Is Varyar violating my right to free speech?
This has been an accusation slung around quite a bit on college campuses and in mainstream media at large - somebody's piece gets pulled, or someone weathers backlash or censure over comments made either on or off air, and immediately there are arguments about whether said person's right to free speech has been violated. Here's the key piece that said people miss: the Constitution says the government can't prohibit these things. The government can't punish or censure me for that hypothetical piece. But Varyar, as a private individual, and RivalCasr Media, as a private entity, absolutely can. The Constitution gives us the right to free speech, but it does not give us the right to avoid censure from private entities. It does not give us protection from private repercussions for our actions, which means that it is on each of us as free and independent citizens to understand that just because we have a right to say something doesn't mean that we necessarily are right to say it. This is why I tell my students to be aware of their audience when they speak or toss something out on the internet - you are responsible for your own actions.
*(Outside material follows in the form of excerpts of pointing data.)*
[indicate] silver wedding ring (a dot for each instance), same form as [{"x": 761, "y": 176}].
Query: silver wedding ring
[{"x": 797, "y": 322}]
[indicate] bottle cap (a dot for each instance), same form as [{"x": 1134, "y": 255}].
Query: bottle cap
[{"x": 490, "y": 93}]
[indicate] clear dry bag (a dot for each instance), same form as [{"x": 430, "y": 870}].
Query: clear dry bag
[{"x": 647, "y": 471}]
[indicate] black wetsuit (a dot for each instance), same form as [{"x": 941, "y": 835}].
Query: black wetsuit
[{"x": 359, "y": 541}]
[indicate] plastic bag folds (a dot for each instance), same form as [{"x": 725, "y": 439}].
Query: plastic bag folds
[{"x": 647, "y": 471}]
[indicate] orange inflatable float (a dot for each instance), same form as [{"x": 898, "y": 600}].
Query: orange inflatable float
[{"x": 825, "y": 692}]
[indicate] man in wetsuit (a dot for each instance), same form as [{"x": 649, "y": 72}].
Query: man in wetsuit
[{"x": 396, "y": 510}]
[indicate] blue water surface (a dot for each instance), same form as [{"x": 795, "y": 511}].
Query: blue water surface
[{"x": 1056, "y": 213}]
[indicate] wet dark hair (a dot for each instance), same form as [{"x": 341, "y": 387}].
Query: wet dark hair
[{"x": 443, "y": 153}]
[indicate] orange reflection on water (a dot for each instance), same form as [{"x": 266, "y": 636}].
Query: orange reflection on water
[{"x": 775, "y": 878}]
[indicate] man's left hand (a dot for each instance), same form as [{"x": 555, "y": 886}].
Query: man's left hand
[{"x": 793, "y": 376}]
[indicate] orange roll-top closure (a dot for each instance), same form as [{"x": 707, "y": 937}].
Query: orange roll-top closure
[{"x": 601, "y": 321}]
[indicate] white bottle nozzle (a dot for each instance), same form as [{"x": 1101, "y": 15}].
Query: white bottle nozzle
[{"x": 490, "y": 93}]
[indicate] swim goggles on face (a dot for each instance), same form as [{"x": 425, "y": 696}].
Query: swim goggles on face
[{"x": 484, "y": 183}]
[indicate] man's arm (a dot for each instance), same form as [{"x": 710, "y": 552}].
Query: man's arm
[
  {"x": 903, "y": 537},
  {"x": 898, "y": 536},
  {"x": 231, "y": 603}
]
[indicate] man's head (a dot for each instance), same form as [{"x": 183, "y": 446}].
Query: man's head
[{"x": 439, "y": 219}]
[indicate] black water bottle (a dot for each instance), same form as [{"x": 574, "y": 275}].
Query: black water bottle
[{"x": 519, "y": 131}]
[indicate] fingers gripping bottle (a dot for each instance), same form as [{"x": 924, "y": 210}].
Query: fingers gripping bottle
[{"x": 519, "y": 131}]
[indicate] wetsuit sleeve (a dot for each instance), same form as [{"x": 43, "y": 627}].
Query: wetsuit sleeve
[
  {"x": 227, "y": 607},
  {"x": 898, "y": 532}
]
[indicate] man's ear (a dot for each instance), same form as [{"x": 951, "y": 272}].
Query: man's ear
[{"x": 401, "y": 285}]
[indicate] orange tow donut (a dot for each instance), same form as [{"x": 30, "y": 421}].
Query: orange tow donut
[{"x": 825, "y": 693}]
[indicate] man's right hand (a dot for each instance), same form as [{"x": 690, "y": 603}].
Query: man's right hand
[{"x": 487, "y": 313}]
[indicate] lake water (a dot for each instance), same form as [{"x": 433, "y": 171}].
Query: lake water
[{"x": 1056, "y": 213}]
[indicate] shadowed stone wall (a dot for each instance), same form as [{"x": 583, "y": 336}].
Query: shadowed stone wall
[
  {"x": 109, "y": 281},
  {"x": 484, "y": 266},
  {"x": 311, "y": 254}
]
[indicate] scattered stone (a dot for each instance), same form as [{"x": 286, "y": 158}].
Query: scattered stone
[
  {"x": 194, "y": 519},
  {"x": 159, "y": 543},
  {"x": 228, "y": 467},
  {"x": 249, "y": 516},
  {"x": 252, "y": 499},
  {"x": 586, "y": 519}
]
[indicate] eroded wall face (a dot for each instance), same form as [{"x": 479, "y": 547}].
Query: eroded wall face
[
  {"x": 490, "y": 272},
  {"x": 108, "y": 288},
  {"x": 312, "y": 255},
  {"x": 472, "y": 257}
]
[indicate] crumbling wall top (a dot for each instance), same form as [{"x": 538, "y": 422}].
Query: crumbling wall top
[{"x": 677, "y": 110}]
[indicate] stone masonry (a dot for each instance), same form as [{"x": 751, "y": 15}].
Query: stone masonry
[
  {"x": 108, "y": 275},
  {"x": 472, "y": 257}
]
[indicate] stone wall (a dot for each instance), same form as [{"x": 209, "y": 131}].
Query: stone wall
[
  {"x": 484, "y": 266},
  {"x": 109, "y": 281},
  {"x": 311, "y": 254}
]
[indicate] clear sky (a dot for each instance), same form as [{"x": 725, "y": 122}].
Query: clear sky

But you can't make those arguments if you don't know what your rights are in the first place.
1 By law, citizens eligible to vote in general elections may register or update their registration to vote up to 30 days prior to Election Day. This year's Election Day is Nov. 8, which means anyone who has not registered or needs to update can do so up until Oct. 9. That said, if you do exercise your right to vote, please, for the love of whatever deities you may or may not believe in, take the time to learn a little bit about the issues ahead of time so you can make an informed choice regarding what you're signing your name to. It seriously does not take that long. Our troops don't go out putting their lives on the line to defend your freedoms just so you can tick off party-line boxes like a sheep. If voting on issues, read through the verbiage to check for riders that erode the stability of programs that actually work.
Know what you're signing your name to.
2 If we didn't, going back to our voting example from earlier, our representation would only consist of wealthy, white, male landowners over the age of 21.